No meio da corrida pelo ouro, ainda surge tempo para um romance manar como alusão a cobiça dos pretendentes por riqueza. Aparece a ex prostituta Tereza vivida por Sophie Charlotte em seu papel de estréia nas telonas. A morena empresta toda uma graça e luxúria a personagem, tanto em cenas de sexo quanto nas que lhe exige sensualidade no meio dos milhares de homens que desenterram o que julgam ser o futuro. Ela aparece como troféu e é tratada com violência. Os atores de modo geral estão bem. Dhalia sempre prezou isso. Juliano Cazarré segura o filme com sua agressividade latente enquanto Júlio Andrade dá um teor mais crítico e ponderador a Joaquim, sempre recordando da família, de sua mulher (Laura Neiva em sua segunda parceria com o diretor), incerto se sua escolha realmente tenha valido a pena.

Um barranco desaba matando dois homens.
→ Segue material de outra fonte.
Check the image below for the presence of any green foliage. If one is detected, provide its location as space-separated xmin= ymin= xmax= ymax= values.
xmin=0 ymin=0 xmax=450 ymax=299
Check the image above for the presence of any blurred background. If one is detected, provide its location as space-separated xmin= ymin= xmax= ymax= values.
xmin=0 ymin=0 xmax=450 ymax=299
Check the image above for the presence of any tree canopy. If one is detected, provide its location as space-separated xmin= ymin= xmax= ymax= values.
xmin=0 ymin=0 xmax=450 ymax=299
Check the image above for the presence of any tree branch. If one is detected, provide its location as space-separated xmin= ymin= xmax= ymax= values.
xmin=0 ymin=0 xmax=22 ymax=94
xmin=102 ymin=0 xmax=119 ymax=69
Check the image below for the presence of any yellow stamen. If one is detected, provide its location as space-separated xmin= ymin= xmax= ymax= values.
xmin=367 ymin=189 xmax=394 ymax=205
Após o acidente a amizade entre os amigos entra definitivamente em conflito, desmoronando, enterrando os valores que a cobiça abateu. O tempo se delonga de 1980 a 1984, ostentando tudo o que se fez no local, incluindo uma cidadezinha onde tudo era liberado. Compreendemos bem essa passagem do tempo a partir de algumas escolhas do diretor. O roteiro favorece a compreensão, é simplório e pouco inventivo, mas coeso diante o que pretende mostrar. O problema se dá na narração em off, a história é contada por Joaquim. Há um potencial muito grande desperdiçado quando tal narração conta toda a série de eventos da época. Facilita a compreensão, mas diminui o filme. A década de 80 é remontada sem muito esforço, as aspirações dos viajantes atrás de dinheiro é bem narrada, e toda a fortuna apoderada não parece ser o bastante. Nem tudo que reluz é ouro. As conseqüências podem ser mortais.